Tuvo también sus más y sus menos sindicales con el Comité de Artes, Ciencias y Profesiones de los Ciudadanos Independientes de Hollywood, cuando en abril de 1946 se negó a pronunciar dos discursos en Seattle, que habían sido escritos por su compañero y miembro del consejo ejecutivo Dalton Trumbo, posteriormente uno de los incluidos en la lista negra de los diez de Hollywood. De Havilland entendió que era demasiado izquierdista y le preocupaba que el sindicato de actores mirara demasiado a Stalin . Por esto y otras cosas, tenía asegurada siempre la admiración del oficio, como el caso del cineasta e intérprete mexicano Emilio «el Indio» Fernández, que pidió al alcalde de Coyoacán que le pusieran el nombre de la actriz a la calle donde vivía: «Dulce Olivia».

Rechazó dar vida a la Blanche DuBois de Un tranvía llamado deseo (1951), a la vista del guion de Tennessee Williams, porque «una dama no diría ni haría esas cosas en la pantalla». Lógico, porque Olivia era una conservadora para la moral y una avanzada para lo contractual y feminista, anticomunista y demócrata, cosa que hoy, entregados como estamos a la simplificación de perfiles de brocha gorda, produciría un desconcierto tanto matiz ideológico, algo que en la época era perfectamente compatible.

Así que lo de la coartada cultural para el desmelene nunca le cuajó a De Havilland , que pensaba que Hollywood era esencialmente hipócrita . De hecho, nunca le preocupó demasiado su figura, así que Edith Head, la mítica diseñadora de vestuario de la Paramount, le confeccionaba vestidos que estilizasen su silueta, por otra parte más cercana al público femenino que las de Vivien Leigh, por ejemplo, que casi no comía. Por eso John Huston, al que le gustaba la mujer «curvie» y talentosa, se la llevaba a la piscina o al huerto, que en su caso era lo mismo. También James Stewart y Howard Hughes mantuvieron sendos idilios con la actriz de genio espontáneo pero firme voluntad.
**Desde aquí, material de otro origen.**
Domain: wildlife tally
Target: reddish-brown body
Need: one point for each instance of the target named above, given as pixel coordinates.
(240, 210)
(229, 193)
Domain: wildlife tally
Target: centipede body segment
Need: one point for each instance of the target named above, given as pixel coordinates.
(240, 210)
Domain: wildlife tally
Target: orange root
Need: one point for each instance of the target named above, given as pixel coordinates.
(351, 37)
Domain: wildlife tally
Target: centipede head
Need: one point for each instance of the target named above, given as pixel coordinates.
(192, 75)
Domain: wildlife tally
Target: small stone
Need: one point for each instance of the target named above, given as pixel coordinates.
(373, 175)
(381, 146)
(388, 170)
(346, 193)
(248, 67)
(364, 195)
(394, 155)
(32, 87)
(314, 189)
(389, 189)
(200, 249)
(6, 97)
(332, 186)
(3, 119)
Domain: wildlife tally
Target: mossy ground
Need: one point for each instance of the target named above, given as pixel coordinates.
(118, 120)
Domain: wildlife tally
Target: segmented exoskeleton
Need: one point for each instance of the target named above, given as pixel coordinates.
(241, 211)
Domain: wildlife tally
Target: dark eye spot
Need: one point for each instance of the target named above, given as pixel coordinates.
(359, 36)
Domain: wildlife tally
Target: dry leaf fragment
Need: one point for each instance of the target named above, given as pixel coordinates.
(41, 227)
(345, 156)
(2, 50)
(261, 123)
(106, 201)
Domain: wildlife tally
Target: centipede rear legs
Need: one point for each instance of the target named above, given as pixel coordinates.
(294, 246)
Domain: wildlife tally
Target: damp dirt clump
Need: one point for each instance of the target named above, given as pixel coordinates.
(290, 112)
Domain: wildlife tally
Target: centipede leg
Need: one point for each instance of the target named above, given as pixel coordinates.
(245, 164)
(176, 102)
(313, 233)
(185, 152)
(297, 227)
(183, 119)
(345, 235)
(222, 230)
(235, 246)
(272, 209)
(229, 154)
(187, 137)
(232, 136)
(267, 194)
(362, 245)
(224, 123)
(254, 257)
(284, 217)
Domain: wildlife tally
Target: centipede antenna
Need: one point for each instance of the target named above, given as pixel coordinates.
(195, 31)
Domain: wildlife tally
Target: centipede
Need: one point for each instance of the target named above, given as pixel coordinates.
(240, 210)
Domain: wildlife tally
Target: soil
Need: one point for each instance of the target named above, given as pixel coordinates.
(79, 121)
De Havilland asumió que ignorar el propio cuerpo o modelarlo según la Warner o la industria entera era un error y que, por lo tanto, el guion no debía exigirle mayores esfuerzos estéticos que los propios de un buen diálogo, un conflicto de caracteres y un afán de verosimilitud… Y ahora nos parece que ya forma parte de la historia del cine quien fue su reina absoluta, aunque la sobrevivan otras diosas de la edad de oro, como Rhonda Fleming, Kim Novak, Sophia Loren o Eva Marie Saint .

Al fin y al cabo, lo mismo nos ocurrirá cuando ellas falten, que sentiremos otra orfandad y una punzada nostálgica porque aquellas mujeres constituyeron una democracia de los afectos elegantísima y verosímil. Aunque solo fuese de celuloide. Pero los códigos cambian y hoy n os hemos instalado en los «lolitismos» poligoneros de Miley Cyrus y en las inexpresividades de Kristen Stewart moviendo las cejas o vendiendo colonias. Adaptarse o morir, amada Olivia.